GRAPHALYTICS Bench -- A Graph Analytics Benchmark
Oracle Principal Investigator
Hassan Chafi, Vice President, Research and Advanced Development
Jay Banerjee, Sr. Director, SW Development
Sungpack Hong, Senior Research Director
Among the emerging Big Data processes, processing graphs, especially at large scale, is an increasingly important activity at Oracle and in a variety of business, engineering, and scientific domains. Tens of very different graph-processing platforms, such as Giraph, GraphLab, and even the generic Hadoop, already exist. For graph-processing to continue to evolve, users have to find it easy to select the right graph-processing platform, and developers and system integrators have to find it easy to quantify the non-functional aspects of the system, from performance to scalability.

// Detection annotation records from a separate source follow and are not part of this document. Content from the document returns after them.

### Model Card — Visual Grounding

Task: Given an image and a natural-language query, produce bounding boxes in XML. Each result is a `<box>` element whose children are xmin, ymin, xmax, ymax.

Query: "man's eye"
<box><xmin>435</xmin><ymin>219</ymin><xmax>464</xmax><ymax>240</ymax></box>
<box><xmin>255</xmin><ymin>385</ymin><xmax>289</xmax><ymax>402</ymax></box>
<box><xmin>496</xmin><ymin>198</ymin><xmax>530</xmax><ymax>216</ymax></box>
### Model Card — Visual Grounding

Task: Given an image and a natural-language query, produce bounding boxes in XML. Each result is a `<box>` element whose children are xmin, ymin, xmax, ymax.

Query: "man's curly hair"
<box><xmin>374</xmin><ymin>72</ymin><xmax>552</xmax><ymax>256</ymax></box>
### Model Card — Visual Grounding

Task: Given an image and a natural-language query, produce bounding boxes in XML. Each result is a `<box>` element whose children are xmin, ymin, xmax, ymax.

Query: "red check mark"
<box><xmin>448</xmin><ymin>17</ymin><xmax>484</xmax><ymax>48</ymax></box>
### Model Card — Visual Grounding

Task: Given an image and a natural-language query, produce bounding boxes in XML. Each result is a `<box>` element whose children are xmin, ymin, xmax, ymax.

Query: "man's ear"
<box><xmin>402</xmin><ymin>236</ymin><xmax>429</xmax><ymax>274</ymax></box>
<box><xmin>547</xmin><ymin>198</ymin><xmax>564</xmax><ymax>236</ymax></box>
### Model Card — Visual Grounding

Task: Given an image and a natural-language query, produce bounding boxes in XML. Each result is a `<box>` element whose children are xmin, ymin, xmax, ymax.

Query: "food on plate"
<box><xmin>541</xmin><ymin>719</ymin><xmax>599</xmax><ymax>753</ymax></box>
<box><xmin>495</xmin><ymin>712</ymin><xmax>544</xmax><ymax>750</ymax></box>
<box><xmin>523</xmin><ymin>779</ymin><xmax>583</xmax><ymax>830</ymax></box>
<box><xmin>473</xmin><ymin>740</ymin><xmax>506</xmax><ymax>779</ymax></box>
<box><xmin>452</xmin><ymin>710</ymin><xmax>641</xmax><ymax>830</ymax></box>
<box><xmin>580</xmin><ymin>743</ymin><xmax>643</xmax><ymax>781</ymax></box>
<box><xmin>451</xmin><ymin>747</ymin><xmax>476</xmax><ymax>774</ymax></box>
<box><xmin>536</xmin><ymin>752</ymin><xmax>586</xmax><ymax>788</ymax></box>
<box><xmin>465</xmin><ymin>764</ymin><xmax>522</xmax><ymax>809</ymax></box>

The GRAPHALYTICS project, which unites different research and industrial institutions, namely the Delft University of Technology, Universitat Politècnica de Catalunya, CWI, and Oracle, proposes to research and develop a comprehensive benchmarking suite for graph-processing platforms, and integrate these in the efforts of the Linked Data Benchmark Council (LDBC). In Year 1, the project resulted in an important conceptual advance in the field progressing in two directions. First, the definition of a comprehensive benchmarking process, which includes the design and selection of benchmarking metrics, the selection of graph-processing algorithms and datasets, and the design of a reporting procedure--all of which raise unique and non-trivial challenges related to graph processing platforms. Second, the evolution of the DATAGEN LDBC Social Network generator that includes analytics tools for fitting the distributions of links and structural characteristics of the generated graphs with real Social graphs taken from different environments. Soon, Graphalytics will be available on GitHub.